Fortbildung nach bengalischer Art
Ab heute nehme ich an einem zweitägigen Training für das Personal des NETZ-Projektes "Ein Leben lang genug Reis" teil. Den Mitarbeitern wird ein Fragebogen erläutert, mit dem sie später die an dem Projekt teilnehmenden Haushalte detailliert dokumentieren können. Ihnen wird sowohl der Fragebogen genausten erklärt, als auch alles Weitere, was sie bei den Befragungen beachten müssen.

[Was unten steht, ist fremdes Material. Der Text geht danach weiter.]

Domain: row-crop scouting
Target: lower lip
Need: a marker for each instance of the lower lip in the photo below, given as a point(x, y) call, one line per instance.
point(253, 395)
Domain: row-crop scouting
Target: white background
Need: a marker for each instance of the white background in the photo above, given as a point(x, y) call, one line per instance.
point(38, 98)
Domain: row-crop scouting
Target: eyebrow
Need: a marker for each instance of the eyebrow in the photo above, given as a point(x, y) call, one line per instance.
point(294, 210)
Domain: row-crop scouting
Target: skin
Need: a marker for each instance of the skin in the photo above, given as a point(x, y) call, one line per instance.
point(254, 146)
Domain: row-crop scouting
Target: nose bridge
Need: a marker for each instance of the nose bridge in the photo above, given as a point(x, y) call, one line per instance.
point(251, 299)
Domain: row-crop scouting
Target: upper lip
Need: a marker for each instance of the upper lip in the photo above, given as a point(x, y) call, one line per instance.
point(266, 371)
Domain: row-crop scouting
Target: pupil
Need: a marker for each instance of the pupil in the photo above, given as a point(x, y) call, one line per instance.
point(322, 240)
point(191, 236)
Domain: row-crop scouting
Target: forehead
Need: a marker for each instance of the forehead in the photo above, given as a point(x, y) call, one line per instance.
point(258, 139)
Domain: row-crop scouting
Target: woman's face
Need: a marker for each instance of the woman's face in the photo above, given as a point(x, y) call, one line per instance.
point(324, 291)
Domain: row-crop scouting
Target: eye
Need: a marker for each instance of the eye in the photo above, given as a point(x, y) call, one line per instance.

Der Fragebogen befasst sich zunächst einmal mit jedem Haushaltsmitglied der Projektfamilien. Es wird danach gefragt, wie viele Mitglieder der Haushalt hat, in welchem Familienstand sie sich befinden, welche Schulbildung sie erhalten haben, ob sie ein Einkommen erzielen, von einem staatlichen Sicherungssystemen profitieren, ob sie Lesen und Schreiben können oder ob ein Familienmitglied eine körperliche Einschränkung hat.

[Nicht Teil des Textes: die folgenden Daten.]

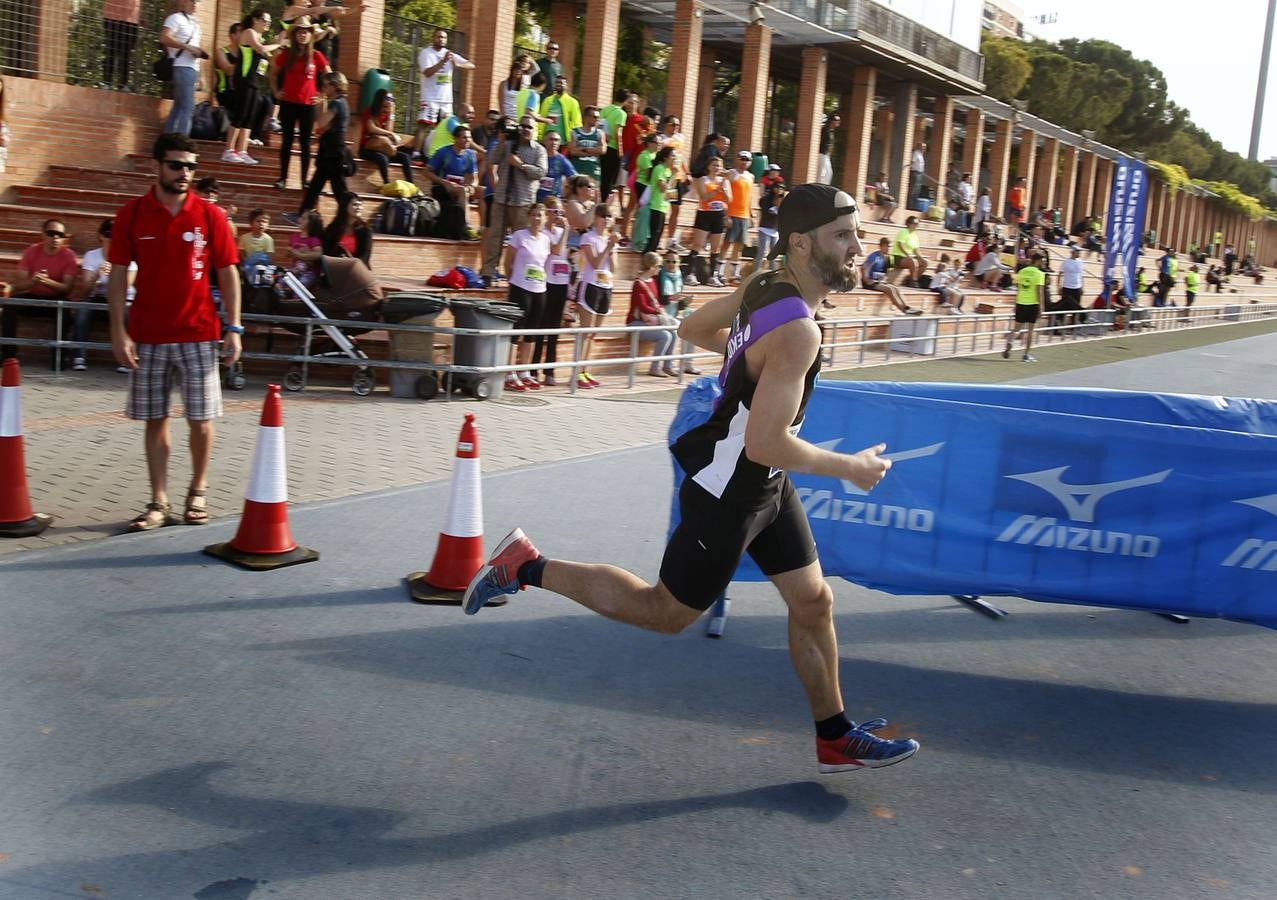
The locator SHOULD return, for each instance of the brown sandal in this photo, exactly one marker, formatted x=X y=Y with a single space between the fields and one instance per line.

Im nächsten Teil des Fragebogens wird nach der Religionszugehörigkeit der Familien gefragt. Dieser Punkt ist für das Projekt besonders wichtig, da es vor allem marginalisierten Minderheiten in Bangladesch helfen soll.
Weiter geht es mit praktischen Informationen zu den Lebensumständen der Familien. In welchem Zustand befinden sich ihre Hütten, wie viel Land besitzen sie - vor allem wie sind die Eigentumsverhältnisse geregelt, wie ist die hygienische Situation und ob die Familie über eine Latrine verfügt. Es wird nach dem Zugang zu Trinkwasser gefragt und ob es Zugang zu Elektrizität gibt.
Im Folgenden sollen die Mitarbeiter nach allen relevanten Besitztümern fragen. Besitztümer sind unter anderem Nutztiere, es geht um Rikschas, Handarbeits- und landwirtschaftliche Geräte. Es wird auch nach für uns selbstverständlichen Dingen wie zum Beispiel Betten, Matratzen, Decken, Schränken, Stühlen, Mobiltelefonen und Schmuck (Gold und Silber) gefragt.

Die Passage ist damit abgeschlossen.